Segundo as narrativas, ao se ver situado nas proximidades de tal rio, o homem assumiu a função de barqueiro, em algumas versões, ou mesmo de uma figura que podia carregar sobre os ombros aquele que precisasse cruzar de uma margem a outra.
“Por ser de grande estatura e dotado de extraordinária força física, ajudava as pessoas carregando-as em segurança sobre os ombros na travessia de um rio de águas turbulentas, salvando a muitas do perigo da morte”, diz Alves.
“As narrativas, de cunho mitológico, folclórico e lendário, contribuíram para se formar a representação iconográfica de São Cristóvão, como santo defensor e protetor dos perigos no dia a dia.”
Maerki conta que há uma versão que descreve Cristóvão como “um gigante, um homem muito grande que era barqueiro de um rio”.
“Esse homem era extremamente mal humorado e vivia sozinho em uma floresta que era de sua propriedade”, narra. “Segundo consta, uma noite um menino foi até ele pedindo para ser carregado para atravessar o rio.”
“Ele era extremamente robusto mas teria ficado curvado sob o peso da criança, que a cada passo se tornava mais e mais pesada para ele”, prossegue o hagiólogo.
Depois de concluído o trabalho, o homem teria comentado, com espanto, que não entendia como o menino podia ser tão pesado, “parecia que eu estava carregando o mundo às costas”. Ao que o rapazinho respondeu que era porque ele era “o redentor do mundo”.
E é daí que vem a tradição que associa São Cristóvão àqueles que conduzem veículos.
“Certamente é por conta disso que há a tradição dele ser protetor dos peregrinos, dos motoristas, dos barqueiros, dos viajantes, daqueles que trabalham com transporte… É porque há a ideia de que ele foi o instrumento de transporte do próprio Cristo. E isto é muito bonito”, diz Maerki.
No Brasil
Conforme explica Alves, a devoção a São Cristóvão chegou ao Brasil devido aos jesuítas, a partir do século 16.
“Seu culto logo se espalhou por todas as regiões, suscitando a edificação de mosteiros e igrejas, patronatos, irmandades, influenciando os modos de produção, o comércio, a cultura e a religiosidade popular”, afirma.
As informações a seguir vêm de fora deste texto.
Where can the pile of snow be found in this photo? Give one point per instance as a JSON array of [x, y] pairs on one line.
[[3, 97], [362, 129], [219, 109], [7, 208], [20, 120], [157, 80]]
Entre as igrejas mais antigas dedicadas ao santo está a capela de São Cristóvão erguida em 1627 no Rio de Janeiro.
Alves ressalta que, no fértil solo do sincretismo religioso brasileiro, São Cristóvão encontrou espaço para se mesclar com o orixá Xangô.
“Assim, quem está sob a proteção do grande defensor e protetor São Cristóvão ou Xangô nada deve temer”, diz.
“Proteção e livramento é o que nossa gente sempre buscou e busca em São Cristóvão, independentemente de sua crença, promovendo assim às avessas um saudável sincretismo religioso, que só tem a enriquecer a religiosidade e a cultura popular brasileiras.”